Step one: Help your patients get insured. Reducing the number of self-pay patients can help reduce non-payment risk. During the 2017 open enrollment period, 12.2 million enrolled in 2017, including 33 percent who were new enrollees. Forrest General Hospital in Hattiesburg, Miss., has been actively helping uninsured patients enroll in Medicare and Medicaid for years; in 2014, the hospital system expanded its efforts to include plans available on the federal health insurance exchange. Part of this plan included community outreach to educate patients about the ACA and how they could benefit from it.

With the expansion of Medicare and Medicaid in many states, each patient who is eligible can enroll to help improve payment.

Step two: Streamline patient financial clearance. As patient responsibility grows, providers must go beyond eligibility verification; they need an efficient workflow for full financial triage. This includes verification of identity; checking eligibility and benefits; gaining prior authorization or checking for medical necessity; accurately estimating and communicating patient responsibility; and collecting patient payment, before or after the delivery of care.

Creating a culture of patient education and payment request is critical to financial clearance success. The added transparency helps build consumer trust, simplify the patient billing cycle, and improve the overall patient experience.

Step three: Optimize payment for each episode of care. Make sure payers are meeting their negotiated, contracted payment rates. Concurrent retrospective and ongoing reviews of contractual denials and underpayments, as well as recovery of zero-balanced third-party accounts, will ensure you are getting paid the right amount the first time.

In 2015, Medicare and Medicaid underpaid U.S. hospitals by $57.8 billion. Double-check all DRGs, specifically Transfer DRGs, to ensure proper payment from Medicare. Twelve to 15 percent of Transfer DRG claims are underpaid, which amounts to an average payment reduction of approximately $3,500 per instance. In aggregate, hospitals may lose an estimated $4 billion dollars to miscoded Transfer DRGs annually.

Step four: Proactively address denials and rejections. The American Medical Association estimates providers could collect an additional $12 billion if insurers used automated systems to process and pay medical claims. Determining benefit eligibility and getting medical necessity documentation prior to and during care delivery helps ensure claims are submitted correctly on the first pass, which itself reduces subsequent administrative expense. Employing technology or expert services is an easy way to catch administrative errors and reduce the number of claims rejected for formatting errors. Analytical tools will proactively identify opportunities to increase cash flow and stem revenue leakage. This in turn helps providers reduce the risk of audit and/or non-payment.
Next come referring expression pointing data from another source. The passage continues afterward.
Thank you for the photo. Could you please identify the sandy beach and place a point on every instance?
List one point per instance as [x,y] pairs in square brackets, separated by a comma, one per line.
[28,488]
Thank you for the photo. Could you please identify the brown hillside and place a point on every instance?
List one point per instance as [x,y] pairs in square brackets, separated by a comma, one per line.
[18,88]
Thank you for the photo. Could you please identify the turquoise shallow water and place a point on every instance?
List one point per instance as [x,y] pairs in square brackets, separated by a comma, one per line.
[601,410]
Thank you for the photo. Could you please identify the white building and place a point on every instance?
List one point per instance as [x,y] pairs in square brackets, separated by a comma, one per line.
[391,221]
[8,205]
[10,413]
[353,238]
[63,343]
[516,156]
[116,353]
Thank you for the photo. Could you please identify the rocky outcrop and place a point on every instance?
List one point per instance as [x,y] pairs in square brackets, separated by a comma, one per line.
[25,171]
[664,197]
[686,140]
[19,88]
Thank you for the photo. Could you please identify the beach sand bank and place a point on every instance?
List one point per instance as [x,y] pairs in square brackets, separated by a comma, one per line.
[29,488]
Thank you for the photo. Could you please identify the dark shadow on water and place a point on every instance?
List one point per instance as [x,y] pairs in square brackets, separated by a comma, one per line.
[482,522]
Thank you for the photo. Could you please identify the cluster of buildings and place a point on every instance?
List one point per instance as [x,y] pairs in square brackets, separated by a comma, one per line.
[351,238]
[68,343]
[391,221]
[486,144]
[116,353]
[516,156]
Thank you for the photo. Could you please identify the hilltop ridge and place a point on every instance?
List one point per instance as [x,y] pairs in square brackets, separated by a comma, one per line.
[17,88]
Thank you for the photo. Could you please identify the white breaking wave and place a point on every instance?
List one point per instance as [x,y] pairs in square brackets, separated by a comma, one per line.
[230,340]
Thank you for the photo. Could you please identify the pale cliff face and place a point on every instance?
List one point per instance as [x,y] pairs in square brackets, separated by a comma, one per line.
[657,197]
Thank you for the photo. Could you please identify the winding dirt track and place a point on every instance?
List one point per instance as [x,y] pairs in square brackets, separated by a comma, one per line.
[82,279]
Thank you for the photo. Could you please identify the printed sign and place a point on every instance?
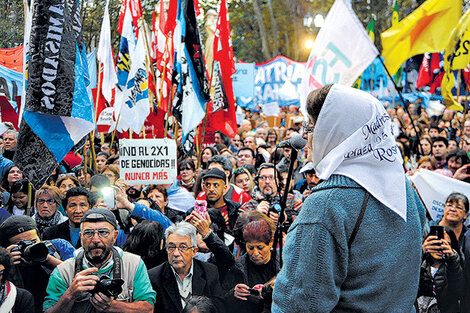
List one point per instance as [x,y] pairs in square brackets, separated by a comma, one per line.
[147,161]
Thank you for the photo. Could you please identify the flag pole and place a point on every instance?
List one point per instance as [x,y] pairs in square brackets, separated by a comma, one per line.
[418,133]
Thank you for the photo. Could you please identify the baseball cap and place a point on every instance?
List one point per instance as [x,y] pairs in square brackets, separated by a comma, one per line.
[215,173]
[15,225]
[99,215]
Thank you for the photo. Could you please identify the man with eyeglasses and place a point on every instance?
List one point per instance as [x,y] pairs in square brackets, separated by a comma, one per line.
[32,260]
[72,284]
[267,199]
[184,277]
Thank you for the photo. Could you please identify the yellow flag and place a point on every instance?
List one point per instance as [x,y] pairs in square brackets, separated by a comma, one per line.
[426,29]
[456,57]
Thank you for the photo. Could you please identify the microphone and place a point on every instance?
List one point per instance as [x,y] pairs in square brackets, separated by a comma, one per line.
[295,142]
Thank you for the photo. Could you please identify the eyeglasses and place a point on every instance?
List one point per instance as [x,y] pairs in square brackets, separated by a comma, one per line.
[307,127]
[450,205]
[266,177]
[182,248]
[48,201]
[90,233]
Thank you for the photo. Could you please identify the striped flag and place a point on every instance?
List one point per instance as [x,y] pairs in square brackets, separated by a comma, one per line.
[58,112]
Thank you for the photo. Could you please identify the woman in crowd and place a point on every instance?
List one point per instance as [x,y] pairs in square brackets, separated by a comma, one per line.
[12,174]
[19,203]
[66,182]
[441,278]
[243,179]
[80,174]
[158,194]
[147,240]
[187,171]
[111,171]
[47,202]
[254,292]
[101,158]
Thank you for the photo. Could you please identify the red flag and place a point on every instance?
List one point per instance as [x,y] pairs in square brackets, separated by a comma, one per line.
[153,54]
[425,73]
[136,12]
[223,109]
[171,18]
[122,12]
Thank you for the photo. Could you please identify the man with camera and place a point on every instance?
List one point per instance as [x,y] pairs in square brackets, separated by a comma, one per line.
[268,199]
[100,277]
[31,258]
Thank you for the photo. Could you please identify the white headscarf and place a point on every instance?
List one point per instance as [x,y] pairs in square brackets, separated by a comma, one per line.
[353,137]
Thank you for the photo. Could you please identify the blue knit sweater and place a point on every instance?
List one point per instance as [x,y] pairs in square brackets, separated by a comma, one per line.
[380,273]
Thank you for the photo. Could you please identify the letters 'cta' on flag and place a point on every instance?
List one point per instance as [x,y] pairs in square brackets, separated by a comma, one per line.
[341,52]
[193,88]
[58,112]
[434,189]
[426,29]
[223,116]
[455,58]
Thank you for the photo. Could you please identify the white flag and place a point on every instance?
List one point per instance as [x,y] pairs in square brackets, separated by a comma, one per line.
[434,189]
[105,56]
[135,103]
[342,51]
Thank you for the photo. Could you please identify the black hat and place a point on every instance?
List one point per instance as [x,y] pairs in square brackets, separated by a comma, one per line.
[99,215]
[215,173]
[15,225]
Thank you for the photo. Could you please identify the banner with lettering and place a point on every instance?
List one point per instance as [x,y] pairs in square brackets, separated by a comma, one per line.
[147,161]
[278,81]
[342,50]
[11,84]
[243,83]
[434,189]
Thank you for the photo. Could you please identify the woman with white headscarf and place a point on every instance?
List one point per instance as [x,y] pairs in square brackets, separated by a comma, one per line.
[356,244]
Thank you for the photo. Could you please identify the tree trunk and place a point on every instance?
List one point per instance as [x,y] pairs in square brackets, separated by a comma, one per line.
[275,29]
[262,30]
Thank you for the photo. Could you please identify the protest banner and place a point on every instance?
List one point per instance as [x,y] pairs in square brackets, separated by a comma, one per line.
[147,161]
[434,189]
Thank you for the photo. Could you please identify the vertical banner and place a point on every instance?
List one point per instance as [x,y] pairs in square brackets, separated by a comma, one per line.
[147,161]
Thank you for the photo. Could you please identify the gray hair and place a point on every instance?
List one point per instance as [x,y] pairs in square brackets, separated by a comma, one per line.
[183,229]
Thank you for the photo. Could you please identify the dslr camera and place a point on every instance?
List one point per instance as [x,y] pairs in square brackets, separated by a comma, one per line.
[109,287]
[31,251]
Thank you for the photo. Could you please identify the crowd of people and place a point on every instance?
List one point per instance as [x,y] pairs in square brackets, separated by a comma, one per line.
[65,249]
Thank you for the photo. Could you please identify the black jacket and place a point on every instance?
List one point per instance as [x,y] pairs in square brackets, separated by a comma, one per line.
[205,283]
[62,231]
[447,284]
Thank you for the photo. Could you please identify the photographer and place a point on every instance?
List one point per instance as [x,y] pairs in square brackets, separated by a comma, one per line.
[100,277]
[267,201]
[32,259]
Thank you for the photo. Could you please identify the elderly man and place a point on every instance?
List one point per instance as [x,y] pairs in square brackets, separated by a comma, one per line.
[182,277]
[77,284]
[356,244]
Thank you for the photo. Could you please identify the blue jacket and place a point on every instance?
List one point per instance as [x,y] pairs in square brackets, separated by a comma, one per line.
[379,274]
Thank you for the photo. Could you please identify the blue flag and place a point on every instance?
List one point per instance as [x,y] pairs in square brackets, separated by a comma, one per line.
[58,112]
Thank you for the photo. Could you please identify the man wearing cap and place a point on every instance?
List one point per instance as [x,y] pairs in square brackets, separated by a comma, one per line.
[31,271]
[71,285]
[213,185]
[356,244]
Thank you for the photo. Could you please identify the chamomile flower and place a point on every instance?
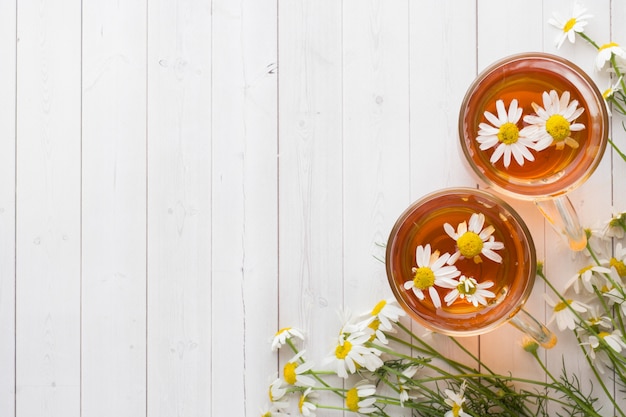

Step five: Efficiently collect payments. Many consumers prefer the ability to manage their finances electronically. Reduce the risk of delayed payment or non-payment by communicating with patients and payers in the way they prefer to receive and send information. Just as you submit claims electronically, enrolling in electronic payment services allows patients and payers to submit funds electronically, eliminating mail lag and improving posting accuracy. While some consumers still prefer paper statements to make payment via checks, mobile technologies are shifting the preference to electronic messaging and digital payments via smartphones and tablets.

Increasing patient responsibility and the risk of non-payment are forcing hospitals to rely on innovative consumer-friendly revenue capture solutions. Providers benefit significantly from implementing technological and non-technological solutions that integrate with operational workflows to mitigate leakage and increase cash flow.

Stuart Hanson is senior vice president and general manager of Consumer Payments at Change Healthcare, and a member of HFMA’s First Illinois Chapter.